Brianna Ary, senior, stands under the song titles off of 1989.

I’m officially a Swiftie.

Taylor Swift’s new album 1989 is making a splash at Central this month. Forgoing her old country sweetheart role, Swift has transitioned into a pop sensation.

“Personally I’m more of a pop fan than a country fan, so I’m stoked that she’s gone in that direction with her music,” said Monique Courtney, senior and long time fan.

“I was hesitant at first, but [the album has] definitely grown on me.
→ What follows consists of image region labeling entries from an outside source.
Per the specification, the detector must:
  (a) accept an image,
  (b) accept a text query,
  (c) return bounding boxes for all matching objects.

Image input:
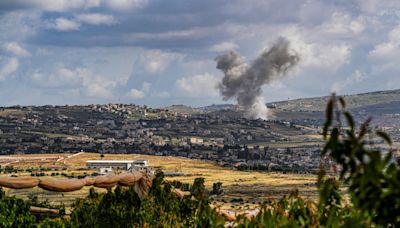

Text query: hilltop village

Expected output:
[0,104,322,172]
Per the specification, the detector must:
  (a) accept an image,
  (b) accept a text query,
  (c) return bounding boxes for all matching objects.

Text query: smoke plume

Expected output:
[215,38,300,119]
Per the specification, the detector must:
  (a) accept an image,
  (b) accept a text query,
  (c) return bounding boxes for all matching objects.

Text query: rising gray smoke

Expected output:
[215,38,300,119]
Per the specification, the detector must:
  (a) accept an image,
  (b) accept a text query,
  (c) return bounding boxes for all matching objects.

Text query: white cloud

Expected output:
[319,11,365,37]
[3,42,31,57]
[0,57,19,81]
[282,27,351,70]
[128,89,144,99]
[127,82,151,99]
[104,0,149,10]
[2,0,101,12]
[209,41,239,52]
[331,70,365,93]
[76,13,116,25]
[31,64,118,98]
[176,73,220,97]
[140,50,183,74]
[31,65,86,88]
[369,26,400,61]
[49,17,81,32]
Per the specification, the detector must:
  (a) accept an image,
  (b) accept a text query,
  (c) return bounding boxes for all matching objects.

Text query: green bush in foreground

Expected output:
[0,96,400,227]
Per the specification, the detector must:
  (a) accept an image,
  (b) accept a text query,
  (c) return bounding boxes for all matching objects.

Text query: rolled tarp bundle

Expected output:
[30,206,60,215]
[83,177,96,186]
[172,188,190,198]
[0,177,39,189]
[0,172,152,198]
[38,178,86,192]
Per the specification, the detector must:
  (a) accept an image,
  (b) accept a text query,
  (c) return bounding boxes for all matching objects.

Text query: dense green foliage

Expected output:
[0,96,400,227]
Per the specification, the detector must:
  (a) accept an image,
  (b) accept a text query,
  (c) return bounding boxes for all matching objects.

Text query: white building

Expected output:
[86,160,148,170]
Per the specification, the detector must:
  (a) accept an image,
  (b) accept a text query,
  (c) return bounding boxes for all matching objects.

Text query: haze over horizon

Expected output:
[0,0,400,107]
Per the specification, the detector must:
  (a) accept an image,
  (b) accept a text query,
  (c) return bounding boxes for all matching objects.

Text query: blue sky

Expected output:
[0,0,400,107]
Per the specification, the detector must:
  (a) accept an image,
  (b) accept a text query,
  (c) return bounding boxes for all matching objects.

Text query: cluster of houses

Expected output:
[0,104,346,172]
I’ve even gotten some of my friends into her music,” said Megan Arbor, junior.

Although Swift’s music style is different this time around, fans are enjoying it just the same if not more.

“This album has been getting a ton of attention, because it’s different and fun to listen to,” said Ben Chapman, senior and two-year fan.

Favorite tracks on the album include “Blank Space,” “Wildest Dreams,” and “New Romantics”.

“[The songs] put me in a good mood because I love singing along to them,” Arbor said.

While her normally guitar and piano driven albums have switched to be more upbeat, the meaning and lyrics are still there. Each song connects with a different fan for different reasons.

“I don’t like the song ‘Welcome to New York,’ because it’s a little repetitive. I’m more of a fan of her slower songs,” Chapman said.

However, “Welcome to New York” is one of Courtney’s favorite songs.

“It’s so catchy,” Courtney said.

When it comes to whether or not her future albums will be pop, fans remain hopeful that Swift doesn’t forget her country background.

“I became a fan of country Taylor Swift. I don’t think she’s going to be a pop artist for good, she’ll definitely make country songs again in the future,” Chapman said.

Since the fans can’t tell the future of Swift’s career, they’ll continue to enjoy the present with her new album 1989.

“I love this album. It’s by far her best one,” Courtney said.